Hace dos años, cuando los escándalos de corrupción no habían empezado a nublarle el panorama, Enrique Peña Nieto pensaba que su consagración era sólo cuestión de tiempo. El Presidente suponía que las reformas emprendidas en la exitosa fase legislativa de su administración comenzarían a rendir frutos justo a tiempo para la elección de 2018, convenciendo al electorado mexicano no sólo del talento del propio Peña Nieto, sino de la importancia de la continuidad del proyecto en los sexenios subsecuentes. En las distintas entrevistas que dio entonces (incluidas algunas en las que participé), el Presidente no quería hablar de la manera de la siembra, sino de los tiempos de la cosecha. “El camino no será fácil, ni los resultados llegarán de inmediato”, decía Peña Nieto en agosto de 2014; “(pero) hoy ya contamos con el marco jurídico y estructura institucional para iniciar la ruta hacia un nuevo México”. No era un cálculo descabellado: la narrativa que imperaba en el México anterior a la Casa Blanca y demás vergüenzas era la de un gobierno eficaz y disciplinado, de logros irrebatibles, por polémicos que fueran; un escenario ideal para Peña Nieto, acostumbrado al juicio de los “compromisos”, las promesas respetadas (“lo firmo y lo cumplo”) y los resultados tangibles.

La Casa Blanca y el largo etcétera del otoño de 2014 lo cambió todo.

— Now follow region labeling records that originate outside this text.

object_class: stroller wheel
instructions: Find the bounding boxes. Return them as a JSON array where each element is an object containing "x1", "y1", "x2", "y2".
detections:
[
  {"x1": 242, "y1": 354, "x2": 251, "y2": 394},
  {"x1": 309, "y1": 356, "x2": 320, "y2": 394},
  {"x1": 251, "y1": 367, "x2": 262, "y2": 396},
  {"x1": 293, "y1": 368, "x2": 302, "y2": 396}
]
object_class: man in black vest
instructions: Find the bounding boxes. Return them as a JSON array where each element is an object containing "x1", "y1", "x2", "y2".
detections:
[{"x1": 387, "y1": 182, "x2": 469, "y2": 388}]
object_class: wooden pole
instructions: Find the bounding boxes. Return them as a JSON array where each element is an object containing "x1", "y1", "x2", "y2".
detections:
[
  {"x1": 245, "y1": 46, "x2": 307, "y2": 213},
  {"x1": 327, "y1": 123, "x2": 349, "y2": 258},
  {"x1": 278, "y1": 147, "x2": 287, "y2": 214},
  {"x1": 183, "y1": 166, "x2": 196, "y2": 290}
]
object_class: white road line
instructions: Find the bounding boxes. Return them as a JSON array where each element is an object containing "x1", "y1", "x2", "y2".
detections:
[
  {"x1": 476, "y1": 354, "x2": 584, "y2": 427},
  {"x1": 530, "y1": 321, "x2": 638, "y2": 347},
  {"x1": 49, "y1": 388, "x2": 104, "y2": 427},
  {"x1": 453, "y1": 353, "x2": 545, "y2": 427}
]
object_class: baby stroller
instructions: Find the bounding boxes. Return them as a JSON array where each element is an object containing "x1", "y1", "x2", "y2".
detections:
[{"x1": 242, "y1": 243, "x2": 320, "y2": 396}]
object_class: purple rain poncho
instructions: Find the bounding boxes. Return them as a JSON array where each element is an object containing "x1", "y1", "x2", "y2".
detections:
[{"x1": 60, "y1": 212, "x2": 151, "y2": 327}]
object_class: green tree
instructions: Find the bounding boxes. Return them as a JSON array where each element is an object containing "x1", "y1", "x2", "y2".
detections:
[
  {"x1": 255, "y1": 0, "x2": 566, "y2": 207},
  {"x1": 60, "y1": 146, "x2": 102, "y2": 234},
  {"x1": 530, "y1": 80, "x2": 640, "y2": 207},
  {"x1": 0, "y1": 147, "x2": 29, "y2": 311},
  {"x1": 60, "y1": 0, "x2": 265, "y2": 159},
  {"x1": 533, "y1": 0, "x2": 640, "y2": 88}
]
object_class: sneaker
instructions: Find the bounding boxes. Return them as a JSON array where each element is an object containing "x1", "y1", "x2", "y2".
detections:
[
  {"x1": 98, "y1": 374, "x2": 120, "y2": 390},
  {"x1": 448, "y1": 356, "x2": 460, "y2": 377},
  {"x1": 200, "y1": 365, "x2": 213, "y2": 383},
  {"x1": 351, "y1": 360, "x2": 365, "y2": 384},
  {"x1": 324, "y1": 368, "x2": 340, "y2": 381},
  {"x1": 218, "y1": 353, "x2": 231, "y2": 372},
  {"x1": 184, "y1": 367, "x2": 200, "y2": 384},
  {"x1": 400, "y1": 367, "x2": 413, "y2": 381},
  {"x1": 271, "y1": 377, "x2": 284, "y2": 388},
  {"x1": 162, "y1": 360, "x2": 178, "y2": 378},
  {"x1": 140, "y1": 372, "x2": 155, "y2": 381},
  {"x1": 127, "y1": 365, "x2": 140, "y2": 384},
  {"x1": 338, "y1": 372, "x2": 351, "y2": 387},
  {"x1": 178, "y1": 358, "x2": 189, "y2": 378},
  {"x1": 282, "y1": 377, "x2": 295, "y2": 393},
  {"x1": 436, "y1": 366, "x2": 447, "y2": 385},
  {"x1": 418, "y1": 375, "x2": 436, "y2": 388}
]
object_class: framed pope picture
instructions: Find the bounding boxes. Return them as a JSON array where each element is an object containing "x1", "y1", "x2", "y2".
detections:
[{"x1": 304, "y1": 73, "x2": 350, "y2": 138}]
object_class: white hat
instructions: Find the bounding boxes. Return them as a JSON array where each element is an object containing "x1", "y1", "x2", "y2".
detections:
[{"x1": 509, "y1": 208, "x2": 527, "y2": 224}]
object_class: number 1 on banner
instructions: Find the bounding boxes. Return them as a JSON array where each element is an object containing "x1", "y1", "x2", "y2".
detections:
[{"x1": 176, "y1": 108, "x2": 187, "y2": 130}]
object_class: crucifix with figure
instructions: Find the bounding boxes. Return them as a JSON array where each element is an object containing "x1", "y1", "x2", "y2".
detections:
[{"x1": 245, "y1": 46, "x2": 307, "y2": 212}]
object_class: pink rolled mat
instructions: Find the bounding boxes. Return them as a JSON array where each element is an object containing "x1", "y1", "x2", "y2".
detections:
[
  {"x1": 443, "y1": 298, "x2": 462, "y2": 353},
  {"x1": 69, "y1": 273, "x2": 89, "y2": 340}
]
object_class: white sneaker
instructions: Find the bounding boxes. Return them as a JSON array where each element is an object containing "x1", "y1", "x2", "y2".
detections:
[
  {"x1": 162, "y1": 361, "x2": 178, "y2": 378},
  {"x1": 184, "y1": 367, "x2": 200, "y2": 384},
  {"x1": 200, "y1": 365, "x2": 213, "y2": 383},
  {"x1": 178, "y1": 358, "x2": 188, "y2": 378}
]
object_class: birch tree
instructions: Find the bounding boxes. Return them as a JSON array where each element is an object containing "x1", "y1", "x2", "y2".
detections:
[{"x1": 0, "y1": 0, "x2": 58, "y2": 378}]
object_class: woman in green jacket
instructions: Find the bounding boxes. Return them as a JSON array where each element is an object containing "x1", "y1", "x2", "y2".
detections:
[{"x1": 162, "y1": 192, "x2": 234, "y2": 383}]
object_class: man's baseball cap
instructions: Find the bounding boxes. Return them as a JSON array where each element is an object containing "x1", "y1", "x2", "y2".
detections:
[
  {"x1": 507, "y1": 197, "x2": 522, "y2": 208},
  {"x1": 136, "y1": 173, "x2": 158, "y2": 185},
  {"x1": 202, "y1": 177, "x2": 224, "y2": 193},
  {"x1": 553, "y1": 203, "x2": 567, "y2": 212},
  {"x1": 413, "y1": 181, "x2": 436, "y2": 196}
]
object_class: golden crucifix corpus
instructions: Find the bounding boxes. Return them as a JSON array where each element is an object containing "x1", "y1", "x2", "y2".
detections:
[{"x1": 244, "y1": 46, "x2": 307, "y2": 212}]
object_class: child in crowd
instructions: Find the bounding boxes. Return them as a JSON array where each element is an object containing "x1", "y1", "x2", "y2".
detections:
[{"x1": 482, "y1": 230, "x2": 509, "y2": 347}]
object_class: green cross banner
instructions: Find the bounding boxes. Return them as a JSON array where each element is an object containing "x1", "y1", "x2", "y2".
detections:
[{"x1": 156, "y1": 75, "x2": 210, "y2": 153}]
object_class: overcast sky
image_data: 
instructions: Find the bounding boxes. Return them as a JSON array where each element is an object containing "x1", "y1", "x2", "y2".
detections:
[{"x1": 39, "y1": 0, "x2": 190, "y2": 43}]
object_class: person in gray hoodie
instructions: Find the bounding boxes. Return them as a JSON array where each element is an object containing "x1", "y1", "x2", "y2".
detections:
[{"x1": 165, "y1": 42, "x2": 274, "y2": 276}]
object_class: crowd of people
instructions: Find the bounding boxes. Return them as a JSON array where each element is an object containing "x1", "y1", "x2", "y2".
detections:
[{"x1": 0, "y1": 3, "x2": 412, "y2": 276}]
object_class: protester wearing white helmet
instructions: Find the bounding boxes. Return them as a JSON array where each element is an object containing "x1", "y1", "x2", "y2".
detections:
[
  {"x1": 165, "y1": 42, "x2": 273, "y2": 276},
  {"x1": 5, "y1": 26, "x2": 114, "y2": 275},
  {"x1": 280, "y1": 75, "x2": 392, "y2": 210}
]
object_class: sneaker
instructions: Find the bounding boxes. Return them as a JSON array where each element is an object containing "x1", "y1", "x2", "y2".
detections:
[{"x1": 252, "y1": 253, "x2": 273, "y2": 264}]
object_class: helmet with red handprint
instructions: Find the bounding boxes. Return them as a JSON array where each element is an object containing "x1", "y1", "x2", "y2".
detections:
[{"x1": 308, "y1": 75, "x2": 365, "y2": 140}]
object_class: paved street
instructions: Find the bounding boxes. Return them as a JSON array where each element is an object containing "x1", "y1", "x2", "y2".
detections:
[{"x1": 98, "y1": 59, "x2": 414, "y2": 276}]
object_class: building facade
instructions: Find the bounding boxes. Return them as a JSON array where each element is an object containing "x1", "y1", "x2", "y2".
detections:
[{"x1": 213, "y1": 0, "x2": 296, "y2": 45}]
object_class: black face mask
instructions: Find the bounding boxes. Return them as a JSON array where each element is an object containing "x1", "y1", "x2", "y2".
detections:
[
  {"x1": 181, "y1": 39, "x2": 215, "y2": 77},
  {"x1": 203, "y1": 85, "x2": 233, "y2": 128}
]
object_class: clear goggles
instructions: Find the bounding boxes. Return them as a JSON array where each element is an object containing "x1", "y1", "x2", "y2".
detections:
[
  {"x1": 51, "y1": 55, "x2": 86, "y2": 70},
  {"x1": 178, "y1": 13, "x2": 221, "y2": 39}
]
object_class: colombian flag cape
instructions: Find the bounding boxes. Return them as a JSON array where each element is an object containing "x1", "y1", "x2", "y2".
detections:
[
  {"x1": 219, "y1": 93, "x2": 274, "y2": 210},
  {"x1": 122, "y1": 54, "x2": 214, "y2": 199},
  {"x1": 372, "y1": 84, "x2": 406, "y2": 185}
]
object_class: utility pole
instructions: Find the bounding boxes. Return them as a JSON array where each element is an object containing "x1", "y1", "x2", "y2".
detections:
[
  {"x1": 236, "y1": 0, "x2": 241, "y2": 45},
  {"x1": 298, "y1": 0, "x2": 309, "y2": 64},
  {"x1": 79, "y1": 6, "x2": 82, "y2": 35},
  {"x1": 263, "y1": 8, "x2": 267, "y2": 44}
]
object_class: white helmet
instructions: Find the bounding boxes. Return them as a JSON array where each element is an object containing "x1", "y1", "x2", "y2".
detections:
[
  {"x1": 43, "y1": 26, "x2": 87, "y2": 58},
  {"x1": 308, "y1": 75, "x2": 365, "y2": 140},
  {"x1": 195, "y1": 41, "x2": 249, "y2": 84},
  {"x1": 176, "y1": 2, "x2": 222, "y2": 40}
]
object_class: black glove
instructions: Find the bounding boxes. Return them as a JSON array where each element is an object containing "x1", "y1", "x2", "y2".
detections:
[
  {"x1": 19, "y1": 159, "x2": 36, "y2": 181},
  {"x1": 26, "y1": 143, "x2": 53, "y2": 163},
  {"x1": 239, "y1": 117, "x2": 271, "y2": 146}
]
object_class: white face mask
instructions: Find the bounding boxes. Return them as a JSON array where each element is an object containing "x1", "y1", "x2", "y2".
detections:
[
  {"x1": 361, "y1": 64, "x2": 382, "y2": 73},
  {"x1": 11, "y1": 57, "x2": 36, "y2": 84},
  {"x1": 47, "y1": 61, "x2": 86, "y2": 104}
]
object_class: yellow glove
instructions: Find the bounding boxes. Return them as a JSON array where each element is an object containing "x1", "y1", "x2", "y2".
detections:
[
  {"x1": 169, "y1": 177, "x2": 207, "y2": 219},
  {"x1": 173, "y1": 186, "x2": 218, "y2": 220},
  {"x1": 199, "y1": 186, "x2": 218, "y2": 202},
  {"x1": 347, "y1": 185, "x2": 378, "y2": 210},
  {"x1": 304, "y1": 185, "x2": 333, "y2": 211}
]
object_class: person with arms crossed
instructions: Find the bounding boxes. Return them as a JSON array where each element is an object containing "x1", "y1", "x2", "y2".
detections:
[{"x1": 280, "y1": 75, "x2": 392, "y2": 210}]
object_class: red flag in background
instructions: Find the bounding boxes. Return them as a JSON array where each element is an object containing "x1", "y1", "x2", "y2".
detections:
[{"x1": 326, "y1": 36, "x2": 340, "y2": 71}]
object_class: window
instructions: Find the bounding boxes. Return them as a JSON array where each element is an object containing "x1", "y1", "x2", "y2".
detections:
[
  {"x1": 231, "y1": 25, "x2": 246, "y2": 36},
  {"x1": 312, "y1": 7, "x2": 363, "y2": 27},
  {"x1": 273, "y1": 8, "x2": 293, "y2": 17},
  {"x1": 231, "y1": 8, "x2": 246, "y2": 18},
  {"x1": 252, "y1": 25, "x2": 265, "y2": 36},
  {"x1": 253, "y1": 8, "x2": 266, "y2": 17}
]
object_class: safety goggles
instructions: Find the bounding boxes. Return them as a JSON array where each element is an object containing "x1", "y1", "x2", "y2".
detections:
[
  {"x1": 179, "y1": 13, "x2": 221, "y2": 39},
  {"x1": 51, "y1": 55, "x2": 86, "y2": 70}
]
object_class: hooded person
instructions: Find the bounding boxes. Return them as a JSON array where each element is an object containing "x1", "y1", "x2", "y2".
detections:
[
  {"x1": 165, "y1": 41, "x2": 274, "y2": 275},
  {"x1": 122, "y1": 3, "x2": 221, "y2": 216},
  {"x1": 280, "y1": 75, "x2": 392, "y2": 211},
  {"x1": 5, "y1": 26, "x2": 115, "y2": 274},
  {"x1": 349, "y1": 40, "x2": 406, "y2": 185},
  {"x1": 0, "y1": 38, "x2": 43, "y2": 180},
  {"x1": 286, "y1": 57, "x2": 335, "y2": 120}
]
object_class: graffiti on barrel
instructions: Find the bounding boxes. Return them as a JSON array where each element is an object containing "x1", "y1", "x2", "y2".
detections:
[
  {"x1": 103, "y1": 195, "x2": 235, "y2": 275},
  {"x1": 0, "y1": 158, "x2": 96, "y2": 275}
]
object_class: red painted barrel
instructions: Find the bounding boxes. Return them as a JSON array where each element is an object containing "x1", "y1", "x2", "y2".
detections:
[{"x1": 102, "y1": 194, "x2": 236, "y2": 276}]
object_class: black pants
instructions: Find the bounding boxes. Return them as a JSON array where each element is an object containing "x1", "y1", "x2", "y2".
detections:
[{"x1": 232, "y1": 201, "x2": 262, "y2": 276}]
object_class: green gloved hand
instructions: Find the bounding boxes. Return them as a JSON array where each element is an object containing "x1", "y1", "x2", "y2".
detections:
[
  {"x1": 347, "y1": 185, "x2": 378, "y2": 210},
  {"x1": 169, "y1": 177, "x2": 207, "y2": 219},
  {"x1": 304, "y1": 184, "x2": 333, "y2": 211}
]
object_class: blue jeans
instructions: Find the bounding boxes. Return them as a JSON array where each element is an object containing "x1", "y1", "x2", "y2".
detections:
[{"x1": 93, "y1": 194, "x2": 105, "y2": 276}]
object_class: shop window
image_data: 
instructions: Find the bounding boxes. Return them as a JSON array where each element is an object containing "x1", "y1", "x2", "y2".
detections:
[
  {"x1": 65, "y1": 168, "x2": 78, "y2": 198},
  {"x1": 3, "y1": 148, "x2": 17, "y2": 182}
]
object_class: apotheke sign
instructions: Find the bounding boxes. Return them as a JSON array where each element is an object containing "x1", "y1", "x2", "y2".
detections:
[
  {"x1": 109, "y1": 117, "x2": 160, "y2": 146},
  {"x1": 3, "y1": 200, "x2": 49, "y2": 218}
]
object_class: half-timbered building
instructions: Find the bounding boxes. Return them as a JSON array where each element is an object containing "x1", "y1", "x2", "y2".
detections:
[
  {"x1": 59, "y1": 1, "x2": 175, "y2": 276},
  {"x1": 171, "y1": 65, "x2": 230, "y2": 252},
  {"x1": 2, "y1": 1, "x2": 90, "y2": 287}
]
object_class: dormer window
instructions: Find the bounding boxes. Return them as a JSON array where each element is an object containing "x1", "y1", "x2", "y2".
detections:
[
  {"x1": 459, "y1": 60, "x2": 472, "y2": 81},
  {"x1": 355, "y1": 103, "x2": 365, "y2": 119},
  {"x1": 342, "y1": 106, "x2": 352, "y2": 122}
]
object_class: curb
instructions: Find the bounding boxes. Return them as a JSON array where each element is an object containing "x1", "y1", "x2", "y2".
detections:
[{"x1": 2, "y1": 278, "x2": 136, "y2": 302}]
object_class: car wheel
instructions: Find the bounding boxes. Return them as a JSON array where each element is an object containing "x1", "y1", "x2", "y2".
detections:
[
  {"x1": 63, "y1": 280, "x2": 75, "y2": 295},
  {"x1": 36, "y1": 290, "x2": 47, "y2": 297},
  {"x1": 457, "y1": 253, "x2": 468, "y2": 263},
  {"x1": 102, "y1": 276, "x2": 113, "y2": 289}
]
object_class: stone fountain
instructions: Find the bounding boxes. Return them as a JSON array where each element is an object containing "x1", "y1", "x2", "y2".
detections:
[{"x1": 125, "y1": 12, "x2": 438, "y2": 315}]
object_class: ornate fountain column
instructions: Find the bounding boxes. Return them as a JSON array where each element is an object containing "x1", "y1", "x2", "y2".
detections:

De pronto, tras el descubrimiento de la mansión de la primera dama, la historia del sexenio peñanietista (y el humor de la opinión pública mexicana) dejó de concentrarse en la eficacia del Presidente y su círculo para enfocarse, de manera definitiva, en el debate sobre la ética en el ejercicio del poder. La torpeza y la arrogancia del círculo presidencial terminó por derribar su propia narrativa. En el autosabotaje más absurdo, el peñanietismo se arrebató para siempre la carta de los resultados alcanzados con las reformas y entregó la narrativa del sexenio (y la sucesión presidencial) a la indignación ante corruptelas, conflictos de interés y demás atropellos inexcusables. Las consecuencias no podrían ser más evidentes. El voto de castigo al PRI en las elecciones de junio no dejan lugar a dudas. Tampoco los bajísimos niveles de aprobación del Presidente. La elección de 2018 no será un referéndum sobre los logros del peñanietismo, sino sobre su conducta en el ejercicio del poder. En ese terreno, seguramente saldrá perdiendo.

¿Lo entiende el propio Peña Nieto? Parece que no. La semana pasada, en estas mismas páginas, Ciro Gómez Leyva compartió un par de crónicas de un encuentro reciente con el Presidente. Cuenta Ciro que Peña Nieto estaba de buen humor. Además de compartir su pasión por las guerras púnicas (López Obrador es Aníbal, pareció decirle a Ciro con un guiño poco sutil), el Presidente se dijo confiado de que el “México sistémico institucional es más grande que el antisistémico (…) porque son millones los mexicanos que expresarán su defensa por un país con visión de futuro, de libertades, responsabilidad económica y reformas estructurales”. Peña Nieto, en suma, sigue asumiendo que la historia de 2018 se escribirá desde los resultados de su gobierno antes que desde su desprestigio ético.

Por supuesto, no es imposible que el Presidente tenga razón. Puede ocurrir que de aquí en adelante los beneficios de las reformas estructurales sean tantos y tan claros que el porcentaje de reprobación presidencial —que hoy es de una toxicidad inédita— disminuya hasta evitarle un daño al candidato del PRI. Es posible, pero improbable. El descrédito ético es una mancha terca, y mucho más en el caldo de cultivo de indignación que prevalece, con toda justicia, en México. Si el Presidente se equivoca y la narrativa de 2018 se concentra en ese estigma, la única solución que le quedará será decretar el final (o al menos la pausa) de su linaje político. Aunque Enrique Peña Nieto prefiera no verlo, el cáncer del desprestigio lo rebasa hasta alcanzar a buena parte de su
círculo más cercano. Nada convendría más a Andrés Manuel López Obrador, por ejemplo, que enfrentarse con un candidato priísta afín al Presidente. La corrupción e impunidad en las más altas esferas del gobierno serían argumentos suficientes como para descalificar, con previsible eficacia, a ese candidato del PRI. La única manera en que el PRI podrá competir en 2018 será cerrar, aunque sea por un tiempo, el libro del peñanietismo. Así son los costos del hubris, esa herida autoinfligida, desde la Roma de Escipión hasta hoy.